ECONOMY / By Carmen Gomaro

Evergrande has been a zombie company for two years, which are those that -in financial jargon- are understood to be so loaded with debt that, in reality, they continue to walk even though they are already dead from an economic point of view.

The Chinese real estate giant finally filed for bankruptcy this week under US law and the world is now wondering if the butterfly effect that these types of events usually cause is going to fully touch the brick globally.

Evergrande’s story has been told in chapters and this has led it to gradually deflate on the stock market. It’s worth nothing, really, because it was last suspended from trading earlier this year.

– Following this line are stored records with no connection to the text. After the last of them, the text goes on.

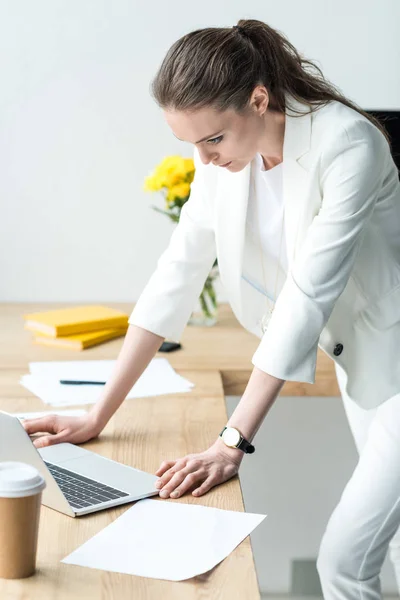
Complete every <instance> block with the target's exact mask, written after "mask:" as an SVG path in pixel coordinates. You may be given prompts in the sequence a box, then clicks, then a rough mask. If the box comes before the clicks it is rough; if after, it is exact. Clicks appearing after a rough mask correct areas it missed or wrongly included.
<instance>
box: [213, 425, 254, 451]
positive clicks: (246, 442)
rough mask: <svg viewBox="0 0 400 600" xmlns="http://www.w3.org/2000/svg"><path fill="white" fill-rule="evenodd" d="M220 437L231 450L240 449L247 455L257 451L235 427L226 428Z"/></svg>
mask: <svg viewBox="0 0 400 600" xmlns="http://www.w3.org/2000/svg"><path fill="white" fill-rule="evenodd" d="M219 437H220V438H222V441H223V442H224V443H225V444H226V445H227V446H229V448H239V450H243V452H245V453H246V454H252V453H253V452H254V451H255V448H254V446H253V445H252V444H250V442H248V441H247V440H245V439H244V437H243V436H242V435H241V433H240V431H239V430H238V429H236V428H235V427H224V428H223V430H222V431H221V433H220V434H219Z"/></svg>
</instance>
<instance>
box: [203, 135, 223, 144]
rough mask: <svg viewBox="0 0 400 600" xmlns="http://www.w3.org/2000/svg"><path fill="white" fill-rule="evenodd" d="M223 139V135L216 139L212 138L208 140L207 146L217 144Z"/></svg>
mask: <svg viewBox="0 0 400 600" xmlns="http://www.w3.org/2000/svg"><path fill="white" fill-rule="evenodd" d="M223 137H224V136H223V135H220V136H218V137H217V138H213V139H212V140H208V141H207V144H212V145H214V144H219V143H220V141H221V140H222V138H223Z"/></svg>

The point is that it is not the only Chinese real estate that is scaring the market. Another giant -although smaller- Country Garden has already publicly warned this week that it faces serious difficulties in returning the money to its bondholders, those investors who have the company’s debt in their hands.

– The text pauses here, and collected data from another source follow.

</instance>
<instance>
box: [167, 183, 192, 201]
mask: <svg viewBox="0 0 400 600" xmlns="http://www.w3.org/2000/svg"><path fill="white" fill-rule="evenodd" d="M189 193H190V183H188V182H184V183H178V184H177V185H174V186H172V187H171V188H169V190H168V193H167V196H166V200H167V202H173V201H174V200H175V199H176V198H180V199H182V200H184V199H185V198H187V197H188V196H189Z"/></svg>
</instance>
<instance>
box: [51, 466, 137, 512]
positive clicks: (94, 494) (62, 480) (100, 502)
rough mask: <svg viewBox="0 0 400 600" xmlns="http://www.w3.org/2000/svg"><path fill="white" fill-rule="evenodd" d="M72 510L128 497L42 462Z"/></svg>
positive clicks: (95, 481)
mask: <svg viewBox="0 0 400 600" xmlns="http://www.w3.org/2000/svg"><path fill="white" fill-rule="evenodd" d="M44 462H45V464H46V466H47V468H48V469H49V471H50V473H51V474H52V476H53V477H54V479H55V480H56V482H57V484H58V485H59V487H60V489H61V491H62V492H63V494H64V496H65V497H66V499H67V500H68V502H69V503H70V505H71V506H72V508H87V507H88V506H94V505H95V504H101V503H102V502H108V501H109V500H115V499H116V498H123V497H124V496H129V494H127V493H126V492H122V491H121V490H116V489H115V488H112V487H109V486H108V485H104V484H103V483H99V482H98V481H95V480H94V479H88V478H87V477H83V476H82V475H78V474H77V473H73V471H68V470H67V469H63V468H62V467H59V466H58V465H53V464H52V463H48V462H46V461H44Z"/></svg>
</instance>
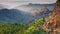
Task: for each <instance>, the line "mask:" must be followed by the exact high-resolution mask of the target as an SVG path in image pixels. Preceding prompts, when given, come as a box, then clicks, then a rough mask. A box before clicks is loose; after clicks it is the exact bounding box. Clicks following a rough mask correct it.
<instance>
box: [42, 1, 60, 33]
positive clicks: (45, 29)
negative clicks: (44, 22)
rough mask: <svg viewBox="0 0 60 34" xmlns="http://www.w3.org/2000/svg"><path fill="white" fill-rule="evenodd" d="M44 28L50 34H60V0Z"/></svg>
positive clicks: (44, 29)
mask: <svg viewBox="0 0 60 34" xmlns="http://www.w3.org/2000/svg"><path fill="white" fill-rule="evenodd" d="M43 29H44V30H46V31H47V33H48V34H60V0H58V1H57V3H56V5H55V8H54V10H53V12H52V13H51V14H50V15H49V18H48V19H47V20H46V23H45V24H44V25H43Z"/></svg>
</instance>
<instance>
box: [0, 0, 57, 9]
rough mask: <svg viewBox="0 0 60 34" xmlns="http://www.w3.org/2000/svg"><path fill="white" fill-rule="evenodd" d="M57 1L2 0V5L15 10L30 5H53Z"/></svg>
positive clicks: (55, 2) (30, 0) (29, 0)
mask: <svg viewBox="0 0 60 34" xmlns="http://www.w3.org/2000/svg"><path fill="white" fill-rule="evenodd" d="M56 1H57V0H0V5H1V4H3V5H4V6H6V7H8V8H14V7H16V6H19V5H21V4H28V3H35V4H36V3H37V4H52V3H56Z"/></svg>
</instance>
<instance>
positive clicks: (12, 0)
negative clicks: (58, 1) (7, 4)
mask: <svg viewBox="0 0 60 34" xmlns="http://www.w3.org/2000/svg"><path fill="white" fill-rule="evenodd" d="M12 1H30V2H32V1H33V2H56V1H57V0H0V2H12Z"/></svg>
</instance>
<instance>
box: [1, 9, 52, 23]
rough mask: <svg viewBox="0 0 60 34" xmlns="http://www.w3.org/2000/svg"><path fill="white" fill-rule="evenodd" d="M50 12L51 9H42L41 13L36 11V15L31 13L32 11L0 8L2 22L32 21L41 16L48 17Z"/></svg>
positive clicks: (1, 20)
mask: <svg viewBox="0 0 60 34" xmlns="http://www.w3.org/2000/svg"><path fill="white" fill-rule="evenodd" d="M43 10H44V9H43ZM33 11H34V10H33ZM38 12H39V11H38ZM50 12H51V11H49V10H48V9H46V11H42V12H39V13H37V12H36V15H34V14H35V13H34V14H31V13H27V12H24V11H20V10H17V9H1V10H0V22H21V23H30V22H32V21H34V20H35V19H38V18H40V17H46V16H47V15H48V14H49V13H50Z"/></svg>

It has lost 71% in the Chinese Hang Seng for the year and its shares are trading today at the equivalent (in Hong Kong dollars) of 0.09 euros.

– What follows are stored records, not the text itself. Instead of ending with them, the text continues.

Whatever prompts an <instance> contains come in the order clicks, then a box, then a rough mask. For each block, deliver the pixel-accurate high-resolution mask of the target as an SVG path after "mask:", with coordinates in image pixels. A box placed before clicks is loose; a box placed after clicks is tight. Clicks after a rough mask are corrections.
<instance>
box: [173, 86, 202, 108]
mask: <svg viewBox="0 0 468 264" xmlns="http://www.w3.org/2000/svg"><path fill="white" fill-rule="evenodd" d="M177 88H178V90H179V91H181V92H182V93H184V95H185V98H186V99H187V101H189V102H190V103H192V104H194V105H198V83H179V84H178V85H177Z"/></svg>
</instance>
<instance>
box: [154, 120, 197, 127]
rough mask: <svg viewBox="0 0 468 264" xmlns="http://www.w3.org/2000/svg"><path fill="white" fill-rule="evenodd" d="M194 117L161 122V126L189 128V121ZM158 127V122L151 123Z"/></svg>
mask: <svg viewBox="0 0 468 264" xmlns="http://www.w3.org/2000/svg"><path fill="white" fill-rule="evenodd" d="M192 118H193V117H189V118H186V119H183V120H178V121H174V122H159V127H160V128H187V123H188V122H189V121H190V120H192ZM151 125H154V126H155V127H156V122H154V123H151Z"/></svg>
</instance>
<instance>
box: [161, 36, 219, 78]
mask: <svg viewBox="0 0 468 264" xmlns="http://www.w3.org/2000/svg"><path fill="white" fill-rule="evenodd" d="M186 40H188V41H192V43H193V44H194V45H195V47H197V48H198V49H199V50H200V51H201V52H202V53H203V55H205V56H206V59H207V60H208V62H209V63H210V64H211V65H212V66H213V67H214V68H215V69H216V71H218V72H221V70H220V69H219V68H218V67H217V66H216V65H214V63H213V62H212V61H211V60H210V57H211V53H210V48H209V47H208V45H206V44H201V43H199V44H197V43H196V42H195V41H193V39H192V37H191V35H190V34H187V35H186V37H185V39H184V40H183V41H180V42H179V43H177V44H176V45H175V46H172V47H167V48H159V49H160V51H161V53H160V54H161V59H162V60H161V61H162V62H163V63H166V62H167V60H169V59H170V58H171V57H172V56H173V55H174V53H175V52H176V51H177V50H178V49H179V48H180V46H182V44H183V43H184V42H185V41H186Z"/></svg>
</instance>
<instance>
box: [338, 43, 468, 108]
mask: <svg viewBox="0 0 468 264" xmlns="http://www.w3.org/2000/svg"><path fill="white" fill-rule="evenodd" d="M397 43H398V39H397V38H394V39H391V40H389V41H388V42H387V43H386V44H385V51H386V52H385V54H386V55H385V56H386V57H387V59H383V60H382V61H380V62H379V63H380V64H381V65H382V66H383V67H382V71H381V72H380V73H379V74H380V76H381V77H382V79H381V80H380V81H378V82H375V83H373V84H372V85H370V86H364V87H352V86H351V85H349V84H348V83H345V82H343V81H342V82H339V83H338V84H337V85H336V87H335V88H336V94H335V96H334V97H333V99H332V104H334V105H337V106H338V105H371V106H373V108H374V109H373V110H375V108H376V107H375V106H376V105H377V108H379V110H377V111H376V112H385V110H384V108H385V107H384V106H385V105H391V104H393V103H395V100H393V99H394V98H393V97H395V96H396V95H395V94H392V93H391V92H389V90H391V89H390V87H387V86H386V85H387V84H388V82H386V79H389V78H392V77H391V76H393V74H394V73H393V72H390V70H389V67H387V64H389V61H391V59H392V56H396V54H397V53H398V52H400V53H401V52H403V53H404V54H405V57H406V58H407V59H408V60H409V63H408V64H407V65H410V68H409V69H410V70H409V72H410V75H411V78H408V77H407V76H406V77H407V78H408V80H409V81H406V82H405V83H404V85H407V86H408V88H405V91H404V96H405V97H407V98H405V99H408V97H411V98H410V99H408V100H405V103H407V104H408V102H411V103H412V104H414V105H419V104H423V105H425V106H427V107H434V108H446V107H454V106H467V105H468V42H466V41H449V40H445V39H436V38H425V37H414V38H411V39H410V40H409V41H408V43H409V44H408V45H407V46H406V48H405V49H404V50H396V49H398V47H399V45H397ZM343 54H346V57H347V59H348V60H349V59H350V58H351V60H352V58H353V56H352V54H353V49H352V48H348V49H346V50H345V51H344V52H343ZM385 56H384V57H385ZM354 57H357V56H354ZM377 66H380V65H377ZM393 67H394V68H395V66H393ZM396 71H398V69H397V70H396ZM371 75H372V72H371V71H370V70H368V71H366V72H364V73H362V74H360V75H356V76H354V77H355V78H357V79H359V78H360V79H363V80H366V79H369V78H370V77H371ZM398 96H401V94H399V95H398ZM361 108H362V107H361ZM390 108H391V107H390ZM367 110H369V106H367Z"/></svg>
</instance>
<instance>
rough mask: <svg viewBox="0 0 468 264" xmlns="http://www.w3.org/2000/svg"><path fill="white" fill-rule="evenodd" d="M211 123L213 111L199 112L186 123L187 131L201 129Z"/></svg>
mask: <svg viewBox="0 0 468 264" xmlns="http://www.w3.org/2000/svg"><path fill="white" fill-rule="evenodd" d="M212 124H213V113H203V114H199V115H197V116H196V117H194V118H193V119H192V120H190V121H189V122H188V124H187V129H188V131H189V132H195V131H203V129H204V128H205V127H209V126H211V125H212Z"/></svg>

Given this situation, analysts wonder when the Chinese government, at the head of an interventionist economy, will decide to come to their rescue, but the figures are astronomical.

It is estimated that Evergrande’s debt alone is the equivalent of 2% of Chinese GDP, some 340,000 million dollars. “Direct intervention in the residential market is needed because, despite the fact that regulatory measures have already been adopted, people continue to decide to wait to make the decision to buy a house because they believe that the crisis could get even worse,” say the manager Natixis.

The reality is that there is an alarming liquidity crisis in China that can unleash defaults that would affect the entire chain, from suppliers, to banks that grant mortgages and, ultimately, the population.

The Chinese government is aware and therefore decided surprisingly to lower interest rates to 2.5% this week, at the lows of 2014. Its objective is to reactivate the economy, encourage consumption because, contrary to what is happening in the US and Europe, inflation there fell to negative rates in July.

The collapse of Chinese real estate is the straw that breaks the camel’s back for a sector hard hit by the economic recession and the rise in rates. It is easy to understand why: less activity sells fewer houses.

The higher the cost of the mortgages, the less you buy, and this is compounded by the escalation of prices that affects builders, even though they try to pass on the increase in costs to the end customer.

Only in August the European real estate sector fell 9% (above the 7% left by the Stoxx 600). And in Spain, although the business of the Socimis has nothing to do with the residential sector, it has also led Inmobiliaria Colonial to the lowest levels of last October.

In a week it loses 5% and in the year it goes for a 15% drop. Merlin Properties, its rival, loses 11.3%.